In November 1985 Olin received a draft Compliance Order from LADEQ regarding remediation of the groundwater contamination at the site. A formal Compliance Order followed on July 7, 1986 requiring Olin to take remedial measures with respect to the groundwater contamination and to develop and implement more extensive monitoring measures. On July 28, 1986 Olin filed a Motion and Request for Hearing with LADEQ challenging the Compliance Order. On July 29, 1986 Olin entered into a Settlement Agreement with LADEQ in which Olin agreed to undertake the investigation and remediation of ground and surface water contamination at or near the Lake Charles site.

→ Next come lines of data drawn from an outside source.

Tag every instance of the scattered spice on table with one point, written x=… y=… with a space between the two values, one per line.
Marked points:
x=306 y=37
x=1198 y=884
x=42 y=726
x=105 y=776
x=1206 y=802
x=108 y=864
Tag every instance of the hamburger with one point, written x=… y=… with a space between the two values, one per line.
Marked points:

By January 1987 Olin had prepared various remediation plans, including one in which Olin estimated a cost of $7,000,000 to close two on-site disposal ponds at the Lake Charles site.
On September 15, 1988 Olin, through its broker Johnson & Higgins, provided insurers with a notice of claim relating to the groundwater contamination at the Lake Charles site. In the notice Olin estimated that the total clean-up cost of this site would be $16,934,000, of which Olin had incurred $13,000,000, and that outside legal fees would total $32,000, of which $32,000 had been incurred.
Insurance Policy Notice Provisions

Insurance Company of North America (INA)

INA provided Olin's primary layer of comprehensive general liability coverage for policy periods from the 1950's (the exact year is apparently in dispute) until January 1, 1974. INA policy XCP 1049, which was in effect from June 1, 1955 to January 1, 1960, provided:

H. Notice of Occurrence or Accident
Upon the happening of an occurrence or an accident written notice shall be given by or on behalf of the insured to the company or any of its authorized agents as soon as practicable.
I. Notice of Claim or Suit
If claim is made or suit is brought against the insured, the insured shall immediately forward to the company every demand, notice, summons or other process received by the insured or the insured's representatives.

It is agreed that if INA provided coverage before 1955, the above language was applicable to the earlier insurance.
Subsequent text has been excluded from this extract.